Судьбы великих - страница 11
Хорошо знавший Есенина поэт Владислав Ходасевич писал о нем: «…Весной 1918 года Алексей Толстой вздумал справлять именины. Созвал всю Москву литературную: «Сами приходите и вообще публику приводите». Собралось человек сорок, если не больше. Пришел и Есенин. Привел бородатого брюнета в кожаной куртке. Брюнет прислушивался к беседам. Порою вставлял словцо — и неглупое. Это был Блюмкин, месяца через три убивший графа Мирбаха, германского посла. Есенин с ним, видимо, дружил. Была в числе гостей поэтесса К. Приглянулась она Есенину. Стал ухаживать. Захотел щегольнуть — и простодушно предложил поэтессе:
— А хотите поглядеть, как расстреливают? Я это вам через Блюмкина в одну минуту устрою».
Как часто бывает, поэзия здесь расходится с жизнью. Тут же вспоминаются есенинские строки: «Не расстреливал несчастных по темницам…» Нуда, сам не расстреливал. Но, получается, не прочь был посмотреть на это и повести посмотреть подружку? Не в цирк все же звал, не в театр, не в ресторан…
Тем не менее тот же Ходасевич считал Есенина человеком в высшей степени симпатичным и привлекательным: «Весной 1918 года я познакомился в Москве с Есениным. Он как-то физически был приятен. Нравилась его стройность; мягкие, но уверенные движения, лицо не красивое, но миловидное. А лучше всего была его веселость, легкая, бойкая, но не шумная и не резкая. Он был очень ритмичен. Смотрел прямо в глаза и производил впечатление человека с правдивым сердцем, наверное — отличнейшего товарища».

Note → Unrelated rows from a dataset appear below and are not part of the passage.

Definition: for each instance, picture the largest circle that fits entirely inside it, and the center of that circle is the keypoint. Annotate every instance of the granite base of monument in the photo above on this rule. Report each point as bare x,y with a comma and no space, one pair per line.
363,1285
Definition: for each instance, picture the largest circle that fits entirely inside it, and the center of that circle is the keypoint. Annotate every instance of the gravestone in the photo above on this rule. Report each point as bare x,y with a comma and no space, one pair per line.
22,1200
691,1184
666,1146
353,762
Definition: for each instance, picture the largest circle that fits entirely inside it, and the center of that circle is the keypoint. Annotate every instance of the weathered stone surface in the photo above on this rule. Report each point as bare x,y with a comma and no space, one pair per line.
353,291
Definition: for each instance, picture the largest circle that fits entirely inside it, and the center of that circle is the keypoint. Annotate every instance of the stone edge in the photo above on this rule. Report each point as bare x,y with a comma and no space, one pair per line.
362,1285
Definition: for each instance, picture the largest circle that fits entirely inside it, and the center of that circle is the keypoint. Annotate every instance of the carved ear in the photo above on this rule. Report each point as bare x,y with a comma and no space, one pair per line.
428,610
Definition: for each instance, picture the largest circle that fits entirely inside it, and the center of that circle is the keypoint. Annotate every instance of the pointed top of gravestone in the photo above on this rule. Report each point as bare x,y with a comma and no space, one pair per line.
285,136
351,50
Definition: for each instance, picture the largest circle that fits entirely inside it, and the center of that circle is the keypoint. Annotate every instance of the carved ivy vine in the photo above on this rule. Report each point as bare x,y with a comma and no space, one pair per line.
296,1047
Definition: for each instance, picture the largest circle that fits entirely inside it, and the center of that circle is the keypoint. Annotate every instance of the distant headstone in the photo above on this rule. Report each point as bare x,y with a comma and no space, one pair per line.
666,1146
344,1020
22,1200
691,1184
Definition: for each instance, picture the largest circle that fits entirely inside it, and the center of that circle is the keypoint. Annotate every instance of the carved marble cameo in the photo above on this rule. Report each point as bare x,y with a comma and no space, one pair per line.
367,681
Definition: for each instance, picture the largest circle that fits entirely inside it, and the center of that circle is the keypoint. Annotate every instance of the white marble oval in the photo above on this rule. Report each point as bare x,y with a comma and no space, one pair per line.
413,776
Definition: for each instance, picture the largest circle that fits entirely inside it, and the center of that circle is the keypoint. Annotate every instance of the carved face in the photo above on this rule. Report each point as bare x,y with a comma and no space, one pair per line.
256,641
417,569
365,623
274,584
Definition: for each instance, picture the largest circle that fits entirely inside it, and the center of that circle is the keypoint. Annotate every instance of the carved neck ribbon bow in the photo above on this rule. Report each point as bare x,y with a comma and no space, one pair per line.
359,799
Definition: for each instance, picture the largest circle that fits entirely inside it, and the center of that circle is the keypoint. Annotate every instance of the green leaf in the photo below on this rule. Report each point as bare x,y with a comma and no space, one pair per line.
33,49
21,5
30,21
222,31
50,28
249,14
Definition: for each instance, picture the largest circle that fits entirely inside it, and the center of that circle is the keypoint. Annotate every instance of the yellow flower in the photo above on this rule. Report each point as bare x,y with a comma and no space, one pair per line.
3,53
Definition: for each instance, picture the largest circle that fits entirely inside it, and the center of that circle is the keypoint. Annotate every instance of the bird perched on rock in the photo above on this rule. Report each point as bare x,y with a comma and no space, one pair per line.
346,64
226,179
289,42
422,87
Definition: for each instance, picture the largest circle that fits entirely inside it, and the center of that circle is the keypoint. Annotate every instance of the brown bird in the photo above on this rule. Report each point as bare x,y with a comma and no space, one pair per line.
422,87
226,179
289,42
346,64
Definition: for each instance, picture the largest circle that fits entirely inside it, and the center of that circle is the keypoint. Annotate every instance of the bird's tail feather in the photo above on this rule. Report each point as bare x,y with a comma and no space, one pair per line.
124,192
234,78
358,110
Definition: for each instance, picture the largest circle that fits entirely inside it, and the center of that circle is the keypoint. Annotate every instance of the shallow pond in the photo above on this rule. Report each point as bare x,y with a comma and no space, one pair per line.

Такое впечатление производил Есенин не на одного Ходасевича. Масса людей, оставивших свой след в истории, почитали за честь быть знакомыми с обаятельным молодым поэтом.
Молодым ему было суждено остаться навсегда. Однако поэтический дар Есенина не позволил ему пребывать в иллюзиях по поводу того, что происходило с ним и вокруг него. Поэзия все освещает беспощадным светом. И даже, сам не желая того, поэт во всем разберется: и в политике, и в окружающей действительности, и в дружбе, и в творчестве… Проникая с помощью своего дара в суть вещей, Есенин постепенно охладевал даже к революции. Его полностью оставили революционные настроения. Как пишет Ходасевич: «Ему просто было безразлично, откуда пойдет революция, сверху или снизу. Он знал, что в последнюю минуту примкнет к тем, кто первый подожжет Россию; ждал, что из этого пламени фениксом, жар-птицею, возлетит мужицкая Русь».
Видя, что «мужицкая Русь» «возлетать» никуда вовсе не собирается, Есенин, вероятно, не мог смириться с тем, что его надежды на преображение любимой родины не оправдались. Он как будто бы сам стал искать для себя смерти: пьяные выходки, которые прощались любимцу публики, сменились вещами куда более серьезными: «…Начались кабацкие выступления характера антисоветского…Так «крыть» большевиков, как это публично делал Есенин, не могло и в голову прийти никому в Советской России; всякий сказавший десятую долю того, что говорил Есенин, давно был бы расстрелян». Но его только доставляли в участок «для вытрезвления», а потом отпускали, не давая делу дальнейшего хода.
Со временем стало ясно, что путь, на который ступил поэт, ведет прямиком к потере достоинства, таланта, да и самой жизни. Григорий Чхартишвили считает, что «у С. Есенина кроме пьянства были и другие не менее серьезные причины для самоубийства — политика, психологический надлом, творческий кризис».
О похождениях Есенина повествует в своей книге «Алмазный мой венец» Валентин Катаев. Сергей Александрович выведен там под псевдонимом «королевич». Описывая драку с поэтом, Катаев рассказывает о ее предыстории: «Лицо королевича делалось все нежнее и нежнее. Его глаза стали светиться опасной, слишком яркой синевой. На шечках вспыхнул девичий румянец. Зубы стиснулись. Он томно вздохнул, потянул носом, и капризно сказал:
— Беда хочется вытереть нос, да забыл дома носовой платок.
Его голубые глаза остановились на белоснежной скатерти, и я понял, что сейчас произойдет нечто непоправимое. К сожалению, оно произошло».